Noche de sueño intermitente. Otra vez. Despertares cada hora y calambrazo en la pierna de madrugada. Sueño con muertes de seres queridos (¿les acabo de alargar la vida diez años?). Por lo menos, no ha hecho mucho calor.
Tras una noche tal, el despertar
no es el más dulce. Blagh. Revoltijo en el estómago tras la cena de ayer, pero
fue un rato muy bonito y acepto el peaje.
Empiezo el día con el desasosiego
y la apatía en la mochila. Otra vez. Estoy envuelta en una capa pegajosa que me
mantiene atada a la queja, a los absolutismos (“nada tiene sentido”, “todo
es absurdo”), y al “total, ¿pa’qué?” …
“Un pico y una pala, te daba yo.”
El abuelo me habla de repente desde un lugar incierto.
El abuelo le daba un
pico y una pala a todo el que se quejaba por vicio, según interpretaba él, o a los
que se dedicaban a una vida fácil, sin conocer el valor del trabajo duro y del
sacrificio. Seguro que ahora, desde donde esté (que yo creo que su esencia permanece
en algún tipo de frecuencia vibratoria), él ya no piensa así, pero mientras
vivió era fruto de su tiempo y de sus circunstancias, y sus valores, pues eso:
servicio y sacrificio. Y a dejarse de tonterías.
Y hay mucho del abuelo en mí, así
que me castigo un rato por sentirme así, teniendo la vida que tengo. Tendría
que dejarme de tonterías. Pero es que son ellas, que no me dejan a mí.
Bueno, da igual, con apatía,
desasosiego, revoltijo y mucha tontería, vamos a por el día.
Menos mal que a la Vida le dan
igual mis estados de ánimo y amanece plena y hermosa, esté yo mustia o radiante.
Es verdad que, si estoy mustia, la mera contemplación de su esplendor ya me
sube mucho la moral.
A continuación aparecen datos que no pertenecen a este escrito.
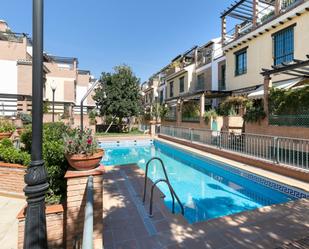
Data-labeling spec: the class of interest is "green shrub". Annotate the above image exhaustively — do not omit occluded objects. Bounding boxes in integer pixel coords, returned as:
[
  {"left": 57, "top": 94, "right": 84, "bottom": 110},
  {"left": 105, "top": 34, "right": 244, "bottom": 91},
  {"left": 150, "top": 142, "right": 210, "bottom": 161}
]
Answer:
[
  {"left": 0, "top": 119, "right": 16, "bottom": 132},
  {"left": 0, "top": 144, "right": 30, "bottom": 166},
  {"left": 0, "top": 138, "right": 13, "bottom": 147},
  {"left": 243, "top": 99, "right": 266, "bottom": 123},
  {"left": 17, "top": 112, "right": 32, "bottom": 125},
  {"left": 204, "top": 109, "right": 218, "bottom": 124},
  {"left": 21, "top": 122, "right": 70, "bottom": 204},
  {"left": 64, "top": 129, "right": 98, "bottom": 155},
  {"left": 269, "top": 86, "right": 309, "bottom": 115},
  {"left": 218, "top": 96, "right": 250, "bottom": 116}
]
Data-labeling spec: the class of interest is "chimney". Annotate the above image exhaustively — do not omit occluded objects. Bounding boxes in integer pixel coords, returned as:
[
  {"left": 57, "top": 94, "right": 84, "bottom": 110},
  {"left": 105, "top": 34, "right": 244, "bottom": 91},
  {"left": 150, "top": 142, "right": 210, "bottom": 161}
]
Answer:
[{"left": 0, "top": 20, "right": 10, "bottom": 32}]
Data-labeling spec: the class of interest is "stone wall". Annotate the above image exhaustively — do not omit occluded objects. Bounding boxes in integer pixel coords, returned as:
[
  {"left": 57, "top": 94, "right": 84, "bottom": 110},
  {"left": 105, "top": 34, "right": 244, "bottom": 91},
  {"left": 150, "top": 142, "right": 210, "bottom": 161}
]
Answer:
[
  {"left": 245, "top": 119, "right": 309, "bottom": 139},
  {"left": 17, "top": 205, "right": 65, "bottom": 249},
  {"left": 65, "top": 167, "right": 103, "bottom": 249},
  {"left": 0, "top": 162, "right": 26, "bottom": 197},
  {"left": 159, "top": 135, "right": 309, "bottom": 182}
]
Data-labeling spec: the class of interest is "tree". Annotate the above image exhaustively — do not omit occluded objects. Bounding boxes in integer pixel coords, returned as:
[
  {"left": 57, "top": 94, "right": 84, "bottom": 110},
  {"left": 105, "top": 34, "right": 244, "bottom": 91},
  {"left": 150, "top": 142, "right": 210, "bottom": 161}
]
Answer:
[{"left": 93, "top": 65, "right": 141, "bottom": 124}]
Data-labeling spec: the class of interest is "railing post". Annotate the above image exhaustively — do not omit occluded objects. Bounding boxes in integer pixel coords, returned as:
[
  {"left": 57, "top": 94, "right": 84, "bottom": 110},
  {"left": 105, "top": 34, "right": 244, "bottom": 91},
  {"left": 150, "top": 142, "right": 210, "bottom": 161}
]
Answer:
[
  {"left": 189, "top": 128, "right": 193, "bottom": 143},
  {"left": 272, "top": 137, "right": 280, "bottom": 163}
]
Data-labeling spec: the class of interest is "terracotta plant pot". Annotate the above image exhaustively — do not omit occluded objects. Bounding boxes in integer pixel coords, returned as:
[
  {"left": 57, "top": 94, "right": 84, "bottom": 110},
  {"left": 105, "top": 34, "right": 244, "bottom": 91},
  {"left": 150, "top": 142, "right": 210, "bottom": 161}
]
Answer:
[
  {"left": 0, "top": 132, "right": 13, "bottom": 140},
  {"left": 16, "top": 128, "right": 25, "bottom": 135},
  {"left": 65, "top": 149, "right": 104, "bottom": 170}
]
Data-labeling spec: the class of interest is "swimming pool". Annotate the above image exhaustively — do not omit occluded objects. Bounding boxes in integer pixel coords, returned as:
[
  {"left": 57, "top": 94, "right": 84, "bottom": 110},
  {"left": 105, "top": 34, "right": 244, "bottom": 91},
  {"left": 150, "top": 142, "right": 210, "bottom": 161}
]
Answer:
[{"left": 100, "top": 140, "right": 309, "bottom": 223}]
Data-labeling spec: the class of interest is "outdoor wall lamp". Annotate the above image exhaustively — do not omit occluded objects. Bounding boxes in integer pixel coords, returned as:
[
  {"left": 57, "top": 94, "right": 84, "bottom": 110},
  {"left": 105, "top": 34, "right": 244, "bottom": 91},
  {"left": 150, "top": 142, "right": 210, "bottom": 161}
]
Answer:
[{"left": 50, "top": 80, "right": 57, "bottom": 123}]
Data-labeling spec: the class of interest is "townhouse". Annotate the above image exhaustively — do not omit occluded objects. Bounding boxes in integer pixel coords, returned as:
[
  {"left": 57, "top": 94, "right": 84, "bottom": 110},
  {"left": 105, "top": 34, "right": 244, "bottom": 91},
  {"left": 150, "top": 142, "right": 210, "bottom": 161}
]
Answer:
[
  {"left": 221, "top": 0, "right": 309, "bottom": 94},
  {"left": 0, "top": 21, "right": 95, "bottom": 123},
  {"left": 221, "top": 0, "right": 309, "bottom": 138},
  {"left": 142, "top": 38, "right": 226, "bottom": 127}
]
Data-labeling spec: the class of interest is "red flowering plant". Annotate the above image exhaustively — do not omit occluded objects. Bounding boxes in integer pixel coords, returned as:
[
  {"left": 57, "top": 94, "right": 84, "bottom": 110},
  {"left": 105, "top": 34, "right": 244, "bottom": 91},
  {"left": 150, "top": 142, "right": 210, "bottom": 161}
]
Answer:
[{"left": 64, "top": 128, "right": 99, "bottom": 155}]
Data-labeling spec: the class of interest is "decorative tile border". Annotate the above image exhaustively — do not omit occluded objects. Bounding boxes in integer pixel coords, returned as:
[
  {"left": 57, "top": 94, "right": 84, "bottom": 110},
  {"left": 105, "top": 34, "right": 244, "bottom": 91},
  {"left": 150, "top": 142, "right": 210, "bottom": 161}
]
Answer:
[{"left": 155, "top": 141, "right": 309, "bottom": 199}]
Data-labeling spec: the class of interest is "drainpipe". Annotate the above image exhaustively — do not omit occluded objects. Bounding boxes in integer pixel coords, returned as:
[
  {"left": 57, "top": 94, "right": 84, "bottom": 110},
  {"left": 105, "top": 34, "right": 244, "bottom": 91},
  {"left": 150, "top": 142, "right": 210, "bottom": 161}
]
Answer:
[{"left": 80, "top": 80, "right": 100, "bottom": 132}]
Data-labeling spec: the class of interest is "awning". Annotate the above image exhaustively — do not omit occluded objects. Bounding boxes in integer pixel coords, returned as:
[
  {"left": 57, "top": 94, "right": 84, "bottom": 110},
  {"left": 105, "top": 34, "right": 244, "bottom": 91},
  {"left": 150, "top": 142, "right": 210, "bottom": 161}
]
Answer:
[{"left": 248, "top": 77, "right": 304, "bottom": 99}]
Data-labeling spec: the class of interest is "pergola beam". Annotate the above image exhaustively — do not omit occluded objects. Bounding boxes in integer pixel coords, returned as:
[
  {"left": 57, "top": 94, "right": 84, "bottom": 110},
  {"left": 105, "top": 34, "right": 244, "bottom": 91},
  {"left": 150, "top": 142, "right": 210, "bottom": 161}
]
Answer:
[{"left": 261, "top": 55, "right": 309, "bottom": 76}]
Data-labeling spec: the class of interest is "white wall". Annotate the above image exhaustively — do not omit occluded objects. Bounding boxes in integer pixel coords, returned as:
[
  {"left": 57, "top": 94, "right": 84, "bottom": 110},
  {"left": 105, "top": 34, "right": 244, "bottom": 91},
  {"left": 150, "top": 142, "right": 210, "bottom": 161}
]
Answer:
[
  {"left": 0, "top": 60, "right": 17, "bottom": 94},
  {"left": 0, "top": 60, "right": 17, "bottom": 116},
  {"left": 76, "top": 85, "right": 88, "bottom": 105}
]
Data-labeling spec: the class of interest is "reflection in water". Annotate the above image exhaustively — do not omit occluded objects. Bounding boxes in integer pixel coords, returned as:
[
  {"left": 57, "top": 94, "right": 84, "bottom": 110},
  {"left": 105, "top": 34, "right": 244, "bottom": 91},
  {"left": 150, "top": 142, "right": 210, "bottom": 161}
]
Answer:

Hoy no estoy frente al mar que me ha regalado tantos bellos
y serenos espectáculos cada mañana en mis vacaciones. Pero hay árboles en mi
calle madrileña. A mi almez lo puedo tocar desde el balcón. Lo saludo cada mañana
y me llega su saludo de vuelta, más silencioso y más profundo.
Enciendo las velas de mi altar e
invoco a eso que es más que “yo”: encárgate tú, que yo hoy no doy pa’ná. Por mí y por todos mis compañeros, ya sabes.
Hago mi rutina de ejercicios:
saltitos, estiramientos, movilizaciones, abdominales y flexiones. Todo en pequeñas
dosis: de siete a veintiuna repeticiones, máximo.
Añado un poquito de “tapping”.
Escucho unas palabras atribuidas
a Jesús, canalizadas por Pamela Kribbe. Las palabras justas, la vibración
adecuada…
Recuerdo las palabras de Inés, mientras manteníamos la postura del oso durante el taller: “abrir para dejar pasar”. Y lo hago. Abro y que pase lo que tenga que pasar. Emergen las lágrimas y las lloro sin saber a qué se deben. Razones hay. Como también las hay para reír a carcajada limpia.
Pasa también el juicio. Lo saludo: “hola, pasa tú también”. Si le detengo el paso o lo ignoro, se pone muy tonto. Me enjuicio por amanecer así, tan gris, tan eléctricamente tormentosa.
Bueno, pues sí. Y sigo adelante
más allá del juicio.
Admiro el vídeo que aquel
compañero de retiro ha querido regalarnos desde Bali. ¡Me ha traído Bali a casa!
Gracias, Jose.
Y abriendo paso a lo que se
presenta, abriéndome a la Vida, la vida fluye a través de mí. La capa pegajosa
se va disolviendo, como la miel con el agua caliente. Y vuelvo a vivir en mí
con esa serena alegría que siempre me apetece compartir.
Y aquí estamos. Hoy, esta ha sido la fórmula. Otros días no hago nada y también funciona. Otros, no funciona nada. Y tampoco pasa nada. Todo es Vida.